# Derivatives of logarithmic functions

# Derivatives of logarithmic functions

- Recall that if \(y=f^{-1}(x)\) is an inverse function, then we have \(y'=\frac{1}{f'(f^{-1}(x))}\).22
- Let us now consider the case \(f(x)=e^x\).
- That is, we want to compute the derivative of \(f^{-1}(x)=\ln(x)\).
- Substituting to the formula, we get \[
(\ln(x))'=\frac{1}{f'(\ln(x))}=\frac{1}{e^{\ln x}}=\frac{1}{x}.
\]
- Exercises. 3.6: 4, 6, 8, 18, 22, 28, 30

- Consider now the function \(f(x)=\ln|x|\).
- Its domain is \((-\infty,0)\cup(0,\infty)\).
- If \(x>0\), then we have \[
(\ln|x|)'=(\ln(x))'=\frac{1}{x}.
\]
- If \(x<0\), then we have \[
(\ln|x|)'=(\ln(-x))'=\frac{1}{-x}(-1)=\frac{1}{x}.
\]
- We've gotten that \((\ln|x|)'=\frac{1}{x}\) on the entire domain \((-\infty,0)\cup(0,\infty)\).

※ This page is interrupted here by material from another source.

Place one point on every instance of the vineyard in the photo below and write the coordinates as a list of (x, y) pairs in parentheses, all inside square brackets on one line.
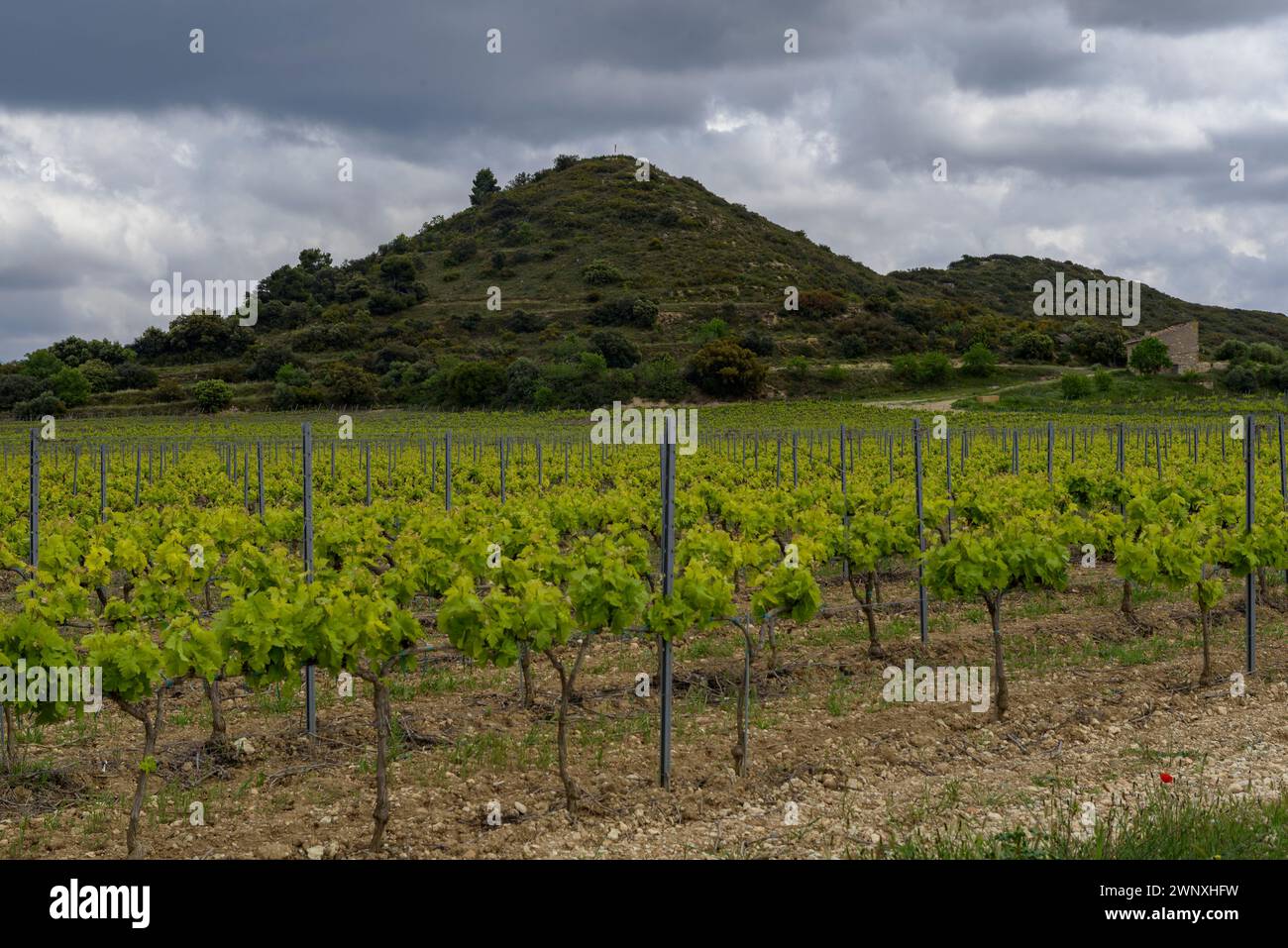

This will be important for integration.
- Exercise. 3.6: 16.

# Logarithmic differentiation

- When having to derivate products, quotients or exponents, it might be useful to take natural logarithms of the equation \(y=f(x)\) and use implicit differentiation.
- For example, let's prove the power rule \((x^n)'=nx^{n-1}\) for an arbitrary real number \(n\).
- Note that you can use the limit definition in case \(n\) is rational, but not in case \(n\) is irrational.
- Taking natural logarithms in the equation \[
y=x^n,
\] we get \[
\ln(y)=n\ln(x).
\]
- Differentiating both sides with respect to \(x\), we get \[
y^{-1}y'=nx^{-1}.
\]
- Solving for \(y'\), we get \[
y'=nyx^{-1}=nx^nx^{-1}=nx^{n-1}
\] as we wanted.
- Exercises. 3.6: 40, 44, 46.

# The number \(e\) as a limit.

- Recall that we have defined the number \(e\) as the real number \(b\) such that the tangent line to the graph \(y=b^x\) at \(x=0\) has slope 1.
- Now we'll be able to express \(e\) as a limit.
- Letting \(f(x)=\ln(x)\), we get \[
f'(x=1)=\frac{1}{1}=1.
\]
- On the other hand, the limit definition says \[
f'(x=1)=\lim_{h\to0}\frac{\ln(1+h)-\ln(1)}{h}=\lim_{h\to0}(h^{-1}\ln(1+h))=\lim_{h\to0}\ln((1+h)^{1/h}).
\]
- That is, we have \[
\lim_{x\to0}\ln((1+x)^{1/x})=1.
\]
- This in turn gives \[
\lim_{x\to0}(1+x)^{1/x}=\lim_{x\to0}e^{\ln((1+x)^{1/x})}=e^{\lim_{x\to0}\ln((1+x)^{1/x})}=e^1=e.
\]
- That is, we have the limit expression \[
\lim_{x\to0}(1+x)^{1/x}=e.
\]
- Note that this expression approaches \(e\) rather slowly, as you can see in Figure 4 in Section 3.6 of the textbook. For example, to get precision up to 4 decimals, you almost need \(x<0.0001\).
- Exercise. 3.6: 56.